Open crmcrae opened 4 years ago

crmcrae commented 4 years ago

I propose we use Python dictionaries to organize sets of data for various powers and temperatures, which our TLS fitting and power/temp sweep plotting tools would then read in. What do you think @mullinska ?

mullinska commented 4 years ago

I'm not really sure what you mean by using python dictionaries to organize sets of data. Are you saying dynamically during fitting it will keep each data set in a dictionary? If so I don't believe that's necessary because all we really need are the Qi and Qc values from each iteration.

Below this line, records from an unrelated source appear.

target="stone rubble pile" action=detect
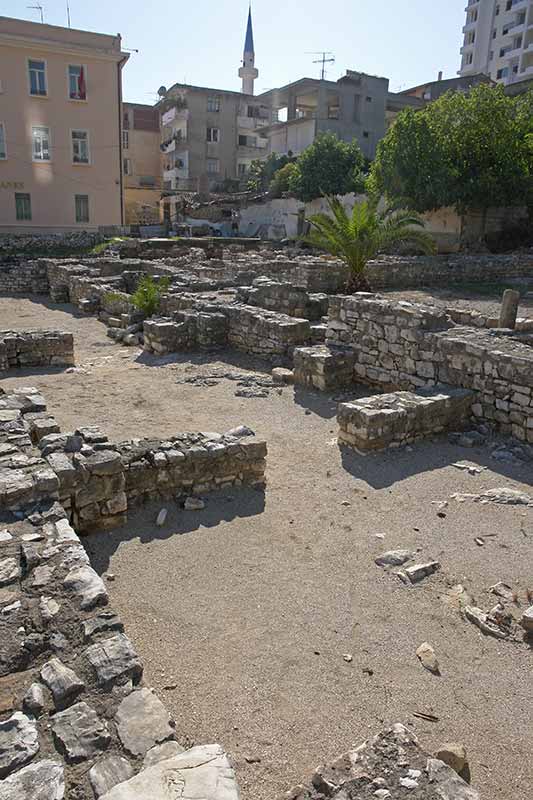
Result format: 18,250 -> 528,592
286,724 -> 479,800
0,389 -> 239,800
0,330 -> 74,372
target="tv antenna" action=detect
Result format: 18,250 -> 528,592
26,3 -> 44,23
307,50 -> 335,81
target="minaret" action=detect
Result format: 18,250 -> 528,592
239,6 -> 259,94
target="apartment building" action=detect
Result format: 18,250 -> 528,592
0,17 -> 128,232
459,0 -> 533,84
257,70 -> 389,158
122,103 -> 162,225
158,84 -> 270,191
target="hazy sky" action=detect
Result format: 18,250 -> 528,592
4,0 -> 466,103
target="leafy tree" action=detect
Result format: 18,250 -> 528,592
367,84 -> 533,213
268,161 -> 301,197
295,133 -> 365,201
131,275 -> 170,317
246,151 -> 295,192
305,196 -> 435,291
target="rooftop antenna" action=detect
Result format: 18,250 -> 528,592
307,50 -> 335,81
26,3 -> 44,23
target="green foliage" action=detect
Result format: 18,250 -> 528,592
367,84 -> 533,213
268,161 -> 301,197
246,152 -> 295,192
305,196 -> 435,290
131,275 -> 170,317
291,133 -> 365,201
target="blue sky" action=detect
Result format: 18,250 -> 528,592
0,0 -> 466,103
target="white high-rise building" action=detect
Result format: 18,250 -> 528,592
459,0 -> 533,84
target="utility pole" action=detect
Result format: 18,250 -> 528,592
26,3 -> 44,23
308,50 -> 335,81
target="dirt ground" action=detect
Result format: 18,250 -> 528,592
0,298 -> 533,800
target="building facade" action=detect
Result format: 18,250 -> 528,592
0,17 -> 128,232
258,70 -> 389,158
459,0 -> 533,84
122,103 -> 162,225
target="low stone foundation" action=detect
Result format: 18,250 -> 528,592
337,387 -> 474,453
0,389 -> 239,800
0,330 -> 74,371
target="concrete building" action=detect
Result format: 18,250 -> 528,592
258,70 -> 389,158
122,103 -> 161,225
157,7 -> 271,191
459,0 -> 533,84
0,17 -> 128,232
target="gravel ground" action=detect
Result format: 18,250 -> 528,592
384,284 -> 533,319
0,295 -> 533,800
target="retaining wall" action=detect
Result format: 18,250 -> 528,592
327,293 -> 533,442
0,330 -> 74,371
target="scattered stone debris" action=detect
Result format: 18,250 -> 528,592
416,642 -> 440,675
451,487 -> 533,508
375,552 -> 413,567
396,561 -> 440,584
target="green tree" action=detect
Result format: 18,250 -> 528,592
268,161 -> 301,197
367,84 -> 533,213
305,196 -> 435,291
131,275 -> 170,317
246,151 -> 295,192
295,133 -> 365,201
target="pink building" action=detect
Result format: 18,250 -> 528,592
0,17 -> 128,233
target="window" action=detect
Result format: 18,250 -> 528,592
28,59 -> 46,97
72,131 -> 90,164
74,194 -> 89,222
31,126 -> 50,161
68,64 -> 87,100
15,194 -> 31,220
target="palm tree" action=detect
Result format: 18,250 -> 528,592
305,196 -> 435,292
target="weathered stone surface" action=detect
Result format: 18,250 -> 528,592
143,741 -> 185,767
89,754 -> 133,798
0,558 -> 20,586
0,759 -> 65,800
0,711 -> 39,776
64,566 -> 108,610
375,550 -> 413,567
40,658 -> 85,708
115,689 -> 174,756
416,642 -> 440,675
51,703 -> 111,763
84,633 -> 142,686
22,683 -> 46,717
102,745 -> 239,800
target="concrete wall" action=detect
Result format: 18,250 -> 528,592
0,18 -> 127,232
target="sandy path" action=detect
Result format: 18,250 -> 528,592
0,299 -> 533,800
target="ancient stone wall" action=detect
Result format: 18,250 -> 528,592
0,330 -> 74,371
0,389 -> 239,800
327,294 -> 533,442
368,253 -> 533,291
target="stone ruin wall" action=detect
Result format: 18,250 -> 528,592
0,388 -> 254,800
327,294 -> 533,442
0,330 -> 74,372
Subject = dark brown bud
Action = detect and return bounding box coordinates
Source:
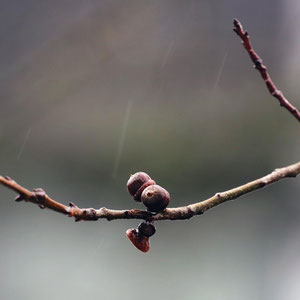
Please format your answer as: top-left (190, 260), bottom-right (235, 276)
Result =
top-left (127, 172), bottom-right (155, 202)
top-left (141, 184), bottom-right (170, 212)
top-left (126, 228), bottom-right (150, 252)
top-left (138, 222), bottom-right (156, 237)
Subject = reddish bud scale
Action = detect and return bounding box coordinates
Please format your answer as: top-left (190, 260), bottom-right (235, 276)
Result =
top-left (141, 184), bottom-right (170, 212)
top-left (127, 172), bottom-right (155, 202)
top-left (126, 228), bottom-right (150, 253)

joshmutus commented 4 years ago

@crmcrae I'm a big fan of using data structures like this when we can. It will simplify the code and make it more readable. To add to that, there's a special thing called a dataclass that is like a dictionary but even more useable that we can use here.

For example we can create a DataSet class like:

@dataclass
class DataSet:
  freqs: Array
  amplitudes: Array
  phases: Array

then when we want to put the information in the dataset we do

new_data = DataSet(freqs = [....], ampliudes = [....], phases = [....])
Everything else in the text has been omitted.